The City of Los Angeles may not revoke a building permit issued to a religious congregation that relied on the permit to commence a demolition and construction project, a divided panel of the Ninth U.S. Circuit Court of Appeals has ruled. The court ruled that under the doctrine of equitable estoppel, the congregation had a vested right with which the city could not interfere.

The ruling came in a case involving a long-running conflict between Congregation Etz Chaim and the city. Beginning in the mid-1990s, the congregation began using a house on South Highland Avenue in the city’s Hancock Park district for worship services. The neighbors complained about noise and traffic. When the congregation applied for a variance and conditional use permit for the activities, the city rejected the plan because of incompatibility with the surrounding residential neighborhood.

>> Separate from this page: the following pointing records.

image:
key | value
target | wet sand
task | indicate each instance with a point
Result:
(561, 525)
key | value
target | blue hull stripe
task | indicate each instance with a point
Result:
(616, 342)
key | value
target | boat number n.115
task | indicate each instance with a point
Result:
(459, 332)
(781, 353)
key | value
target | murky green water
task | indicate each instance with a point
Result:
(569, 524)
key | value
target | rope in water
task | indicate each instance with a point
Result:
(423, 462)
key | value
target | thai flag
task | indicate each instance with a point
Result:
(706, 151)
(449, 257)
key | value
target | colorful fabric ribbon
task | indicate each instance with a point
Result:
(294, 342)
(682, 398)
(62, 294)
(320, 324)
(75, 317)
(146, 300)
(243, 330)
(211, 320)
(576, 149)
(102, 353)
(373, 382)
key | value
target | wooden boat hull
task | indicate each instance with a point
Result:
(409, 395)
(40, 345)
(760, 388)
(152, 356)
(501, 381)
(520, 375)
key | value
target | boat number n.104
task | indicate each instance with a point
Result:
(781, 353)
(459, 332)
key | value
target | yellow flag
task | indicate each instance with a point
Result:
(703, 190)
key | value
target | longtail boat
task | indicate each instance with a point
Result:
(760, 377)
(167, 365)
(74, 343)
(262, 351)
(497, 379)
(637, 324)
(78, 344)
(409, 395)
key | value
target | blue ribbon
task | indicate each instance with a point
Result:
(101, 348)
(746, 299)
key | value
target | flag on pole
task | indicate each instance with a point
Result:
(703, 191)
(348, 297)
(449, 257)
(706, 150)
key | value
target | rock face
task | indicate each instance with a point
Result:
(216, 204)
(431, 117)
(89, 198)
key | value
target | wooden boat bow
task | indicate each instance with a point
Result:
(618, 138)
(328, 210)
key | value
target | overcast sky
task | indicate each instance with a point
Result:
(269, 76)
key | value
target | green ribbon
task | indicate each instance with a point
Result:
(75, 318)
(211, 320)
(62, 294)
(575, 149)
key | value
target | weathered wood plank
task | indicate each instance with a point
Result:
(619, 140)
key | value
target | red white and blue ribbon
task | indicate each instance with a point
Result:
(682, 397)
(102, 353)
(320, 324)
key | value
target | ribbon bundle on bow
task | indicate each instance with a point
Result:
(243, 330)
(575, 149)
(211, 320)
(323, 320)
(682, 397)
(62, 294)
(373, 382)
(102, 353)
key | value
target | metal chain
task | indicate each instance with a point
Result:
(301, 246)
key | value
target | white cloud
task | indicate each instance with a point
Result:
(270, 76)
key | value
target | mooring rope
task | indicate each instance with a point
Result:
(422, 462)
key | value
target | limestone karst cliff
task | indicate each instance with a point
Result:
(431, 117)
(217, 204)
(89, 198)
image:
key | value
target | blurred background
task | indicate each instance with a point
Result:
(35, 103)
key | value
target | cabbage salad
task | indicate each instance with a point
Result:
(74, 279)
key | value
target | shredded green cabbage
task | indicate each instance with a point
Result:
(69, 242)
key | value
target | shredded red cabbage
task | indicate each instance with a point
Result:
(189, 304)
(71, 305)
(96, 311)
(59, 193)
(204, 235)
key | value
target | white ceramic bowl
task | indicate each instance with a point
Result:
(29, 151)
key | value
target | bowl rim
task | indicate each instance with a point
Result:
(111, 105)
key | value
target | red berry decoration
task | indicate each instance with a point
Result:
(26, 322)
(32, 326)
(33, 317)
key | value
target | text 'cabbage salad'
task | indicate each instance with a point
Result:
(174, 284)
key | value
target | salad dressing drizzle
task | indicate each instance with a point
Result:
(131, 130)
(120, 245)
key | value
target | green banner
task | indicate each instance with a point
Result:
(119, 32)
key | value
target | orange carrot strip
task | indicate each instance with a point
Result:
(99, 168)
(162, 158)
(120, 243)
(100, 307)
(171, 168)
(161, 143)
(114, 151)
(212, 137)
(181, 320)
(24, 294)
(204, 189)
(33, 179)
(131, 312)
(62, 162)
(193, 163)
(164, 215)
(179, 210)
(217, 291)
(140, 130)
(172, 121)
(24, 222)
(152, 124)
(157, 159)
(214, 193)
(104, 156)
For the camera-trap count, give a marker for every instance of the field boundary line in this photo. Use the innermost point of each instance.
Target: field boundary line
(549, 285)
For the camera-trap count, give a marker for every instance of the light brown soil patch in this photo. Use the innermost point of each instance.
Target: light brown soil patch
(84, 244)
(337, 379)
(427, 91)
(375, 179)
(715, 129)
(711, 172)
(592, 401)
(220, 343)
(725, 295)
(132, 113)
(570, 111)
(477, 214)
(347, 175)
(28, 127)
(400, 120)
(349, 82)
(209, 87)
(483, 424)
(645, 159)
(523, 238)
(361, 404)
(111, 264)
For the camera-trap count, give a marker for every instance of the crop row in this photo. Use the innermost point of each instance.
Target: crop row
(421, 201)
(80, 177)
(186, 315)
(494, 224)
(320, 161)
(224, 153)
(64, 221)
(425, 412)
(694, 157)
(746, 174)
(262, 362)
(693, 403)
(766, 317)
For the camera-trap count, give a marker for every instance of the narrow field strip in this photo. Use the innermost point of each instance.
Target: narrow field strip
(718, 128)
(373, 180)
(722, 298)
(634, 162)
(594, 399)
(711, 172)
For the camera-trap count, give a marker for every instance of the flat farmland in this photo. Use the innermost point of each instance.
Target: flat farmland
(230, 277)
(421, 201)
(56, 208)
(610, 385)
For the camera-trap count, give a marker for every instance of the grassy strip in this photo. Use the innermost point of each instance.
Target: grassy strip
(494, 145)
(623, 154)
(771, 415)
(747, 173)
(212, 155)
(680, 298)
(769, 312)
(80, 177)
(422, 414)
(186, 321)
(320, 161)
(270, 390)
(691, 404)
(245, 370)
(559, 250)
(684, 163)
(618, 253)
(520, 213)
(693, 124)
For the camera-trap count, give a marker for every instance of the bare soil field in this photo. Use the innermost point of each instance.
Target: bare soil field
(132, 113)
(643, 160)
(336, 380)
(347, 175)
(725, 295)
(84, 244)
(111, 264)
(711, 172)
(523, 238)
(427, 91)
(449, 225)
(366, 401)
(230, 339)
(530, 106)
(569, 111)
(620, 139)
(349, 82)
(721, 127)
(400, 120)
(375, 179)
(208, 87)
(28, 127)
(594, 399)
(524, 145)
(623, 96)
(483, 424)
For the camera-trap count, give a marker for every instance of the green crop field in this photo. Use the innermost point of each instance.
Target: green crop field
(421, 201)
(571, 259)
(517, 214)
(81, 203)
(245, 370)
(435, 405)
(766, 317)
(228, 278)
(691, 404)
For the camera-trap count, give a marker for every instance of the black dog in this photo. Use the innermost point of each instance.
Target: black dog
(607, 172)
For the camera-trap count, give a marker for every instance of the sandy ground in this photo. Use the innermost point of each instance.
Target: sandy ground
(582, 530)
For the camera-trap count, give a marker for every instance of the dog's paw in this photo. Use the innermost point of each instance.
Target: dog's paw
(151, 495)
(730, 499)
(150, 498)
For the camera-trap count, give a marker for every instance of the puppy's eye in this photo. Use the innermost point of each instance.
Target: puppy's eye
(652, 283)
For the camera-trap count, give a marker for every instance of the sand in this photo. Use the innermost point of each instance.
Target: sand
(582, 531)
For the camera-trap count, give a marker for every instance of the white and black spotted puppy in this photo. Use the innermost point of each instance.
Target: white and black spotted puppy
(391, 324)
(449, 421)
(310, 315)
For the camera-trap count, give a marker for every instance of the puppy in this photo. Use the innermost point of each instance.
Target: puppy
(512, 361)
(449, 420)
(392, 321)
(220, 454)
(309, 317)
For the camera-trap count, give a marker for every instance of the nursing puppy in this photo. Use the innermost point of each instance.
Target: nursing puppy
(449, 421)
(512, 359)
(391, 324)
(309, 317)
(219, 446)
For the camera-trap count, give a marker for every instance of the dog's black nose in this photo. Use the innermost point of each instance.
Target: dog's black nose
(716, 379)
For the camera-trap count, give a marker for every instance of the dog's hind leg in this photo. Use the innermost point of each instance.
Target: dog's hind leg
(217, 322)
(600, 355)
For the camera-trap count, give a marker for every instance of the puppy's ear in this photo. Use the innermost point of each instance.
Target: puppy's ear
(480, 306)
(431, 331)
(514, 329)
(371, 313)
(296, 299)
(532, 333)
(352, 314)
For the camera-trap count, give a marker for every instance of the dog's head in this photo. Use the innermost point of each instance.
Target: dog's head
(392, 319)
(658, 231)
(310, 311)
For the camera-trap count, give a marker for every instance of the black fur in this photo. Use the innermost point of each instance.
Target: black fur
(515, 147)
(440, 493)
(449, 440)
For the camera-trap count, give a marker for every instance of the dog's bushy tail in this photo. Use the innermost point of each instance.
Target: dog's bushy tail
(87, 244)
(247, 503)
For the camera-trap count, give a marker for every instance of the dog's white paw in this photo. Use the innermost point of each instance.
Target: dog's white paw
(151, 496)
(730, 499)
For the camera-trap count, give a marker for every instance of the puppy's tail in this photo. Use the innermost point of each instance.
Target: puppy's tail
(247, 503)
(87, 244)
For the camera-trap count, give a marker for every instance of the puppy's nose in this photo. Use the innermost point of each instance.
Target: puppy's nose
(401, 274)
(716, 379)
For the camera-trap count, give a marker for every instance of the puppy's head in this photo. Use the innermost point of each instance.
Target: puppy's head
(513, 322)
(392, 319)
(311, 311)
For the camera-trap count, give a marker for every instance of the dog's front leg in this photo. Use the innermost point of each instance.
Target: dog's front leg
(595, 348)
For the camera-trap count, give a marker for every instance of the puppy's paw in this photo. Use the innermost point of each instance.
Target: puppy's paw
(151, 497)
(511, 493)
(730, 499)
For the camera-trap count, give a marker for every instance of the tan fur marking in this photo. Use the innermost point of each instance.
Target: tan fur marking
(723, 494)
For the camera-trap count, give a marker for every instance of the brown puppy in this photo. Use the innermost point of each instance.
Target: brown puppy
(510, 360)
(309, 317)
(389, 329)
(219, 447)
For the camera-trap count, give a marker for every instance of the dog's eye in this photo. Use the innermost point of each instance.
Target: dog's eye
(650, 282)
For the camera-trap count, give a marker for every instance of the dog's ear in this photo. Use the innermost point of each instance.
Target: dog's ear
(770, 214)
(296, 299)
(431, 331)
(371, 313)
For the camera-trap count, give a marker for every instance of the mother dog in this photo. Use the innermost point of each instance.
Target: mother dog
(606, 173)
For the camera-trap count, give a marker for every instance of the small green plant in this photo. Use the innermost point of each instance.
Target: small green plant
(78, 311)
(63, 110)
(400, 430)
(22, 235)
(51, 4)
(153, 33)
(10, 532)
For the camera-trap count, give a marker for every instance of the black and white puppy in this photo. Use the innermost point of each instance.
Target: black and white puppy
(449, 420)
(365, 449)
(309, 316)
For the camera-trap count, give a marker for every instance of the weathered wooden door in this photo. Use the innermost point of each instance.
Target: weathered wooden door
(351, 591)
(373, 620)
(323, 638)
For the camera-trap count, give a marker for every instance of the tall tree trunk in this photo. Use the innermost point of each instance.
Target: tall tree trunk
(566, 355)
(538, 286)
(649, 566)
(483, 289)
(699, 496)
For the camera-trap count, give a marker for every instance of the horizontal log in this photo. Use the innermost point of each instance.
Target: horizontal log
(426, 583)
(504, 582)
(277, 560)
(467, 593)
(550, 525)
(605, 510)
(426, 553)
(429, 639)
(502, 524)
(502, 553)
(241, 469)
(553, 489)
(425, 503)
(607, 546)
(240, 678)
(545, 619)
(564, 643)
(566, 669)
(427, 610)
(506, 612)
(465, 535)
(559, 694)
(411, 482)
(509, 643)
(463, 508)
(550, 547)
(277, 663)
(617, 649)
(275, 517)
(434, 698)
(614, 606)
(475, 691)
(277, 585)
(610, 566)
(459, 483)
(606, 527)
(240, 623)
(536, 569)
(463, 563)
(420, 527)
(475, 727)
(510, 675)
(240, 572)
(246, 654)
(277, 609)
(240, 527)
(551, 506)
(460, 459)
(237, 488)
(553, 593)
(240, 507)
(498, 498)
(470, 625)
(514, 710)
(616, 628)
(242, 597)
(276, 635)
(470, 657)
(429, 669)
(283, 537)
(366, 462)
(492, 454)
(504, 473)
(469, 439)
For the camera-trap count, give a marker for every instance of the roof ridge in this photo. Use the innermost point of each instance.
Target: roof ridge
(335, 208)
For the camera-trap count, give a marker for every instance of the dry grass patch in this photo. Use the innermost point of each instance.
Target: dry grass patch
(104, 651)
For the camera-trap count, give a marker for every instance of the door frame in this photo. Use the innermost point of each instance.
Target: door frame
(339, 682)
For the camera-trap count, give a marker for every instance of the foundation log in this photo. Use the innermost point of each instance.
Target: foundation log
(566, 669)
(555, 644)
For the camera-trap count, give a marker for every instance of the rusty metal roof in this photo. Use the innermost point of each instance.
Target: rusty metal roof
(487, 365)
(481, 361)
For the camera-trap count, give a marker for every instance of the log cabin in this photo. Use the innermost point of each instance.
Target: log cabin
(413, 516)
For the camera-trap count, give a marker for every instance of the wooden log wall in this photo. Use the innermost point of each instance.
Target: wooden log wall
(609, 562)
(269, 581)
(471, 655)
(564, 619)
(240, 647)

The congregation sued the city but lost in Superior Court and at the state Court of Appeal. The congregation then tried federal court, but its arguments regarding the violation of constitutional rights were quickly dismissed. The congregation’s only remaining claim concerned the city’s alleged violation of the Religious Land Use and Institutionalized Persons Act of 2000, which restricts the government’s police powers. While that claim was pending in court, the congregation and city signed a settlement agreement ending the litigation. The settlement allowed the congregation to conduct worship services at the house with certain conditions.

The congregation then filed plans to expand the existing house from 3,400 square feet to 8,150 square feet. After three months of review, the city’s building department issued building and grading permits on March 13, 2002. Work began on June 4 of that year, but neighbors immediately complained and the city issued a stop-work order about one week later.

The congregation returned to federal court to get the order lifted. District Court Judge Harry Hupp ruled for the congregation. The city appealed, but the Ninth Circuit panel ruled 2-1 for the congregation.

The district court and Ninth Circuit majority held that the city was barred from revoking the permit because the congregation had a vested right. “A developer’s right to develop property pursuant to its proposed plans vests when: (1) a valid building permit issues and (2) the developer performs substantial work and incurs substantial liability in good faith reliance on the permit,” Judge Johnnie Rawlinson wrote for the court. The congregation had paid more than $21,000 for permits and more than $15,000 for demolition work.

The city argued that the estoppel doctrine did not apply because the congregation had failed to comply with the settlement agreement and city ordinances. This is where the court divided. The agreement required the congregation to send correspondence to Associate Zoning Administrator Daniel Green. Instead, the congregation sent its application — and a copy of the agreement — to the building department, which reviewed the application with the assistance of a deputy city attorney. The court majority ruled that the congregation’s filing complied with a different part of the agreement and that “the buck stops with the city.”

In a dissenting opinion far longer than the majority’s ruling, Third Circuirt Court Judge Ruggero Aldisert (sitting by assignment) said the issue was not close. “[T]he ‘reasonable and commonsense interpretation’ of the settlement agreement is that it required the congregation to contact Mr. Green to make the quasi-judicial determination of whether the building and remodeling plans complied with the agreement. Indeed, such an interpretation is not only permissible but is compelled by the terms of the settlement agreement and the provisions of the Municipal Code,” Aldisert wrote.

The building department did not have the authority to issue the permits without approval from the zoning administrator, so the permits were not valid, Aldisert wrote. Therefore, the estoppel doctrine should not apply, he concluded.

The Case:
Congregation Etz Chaim v. City of Los Angeles, No. 0256487, 04 C.D.O.S. 5224, 2004 DJDAR 7214. Filed June 16, 2004.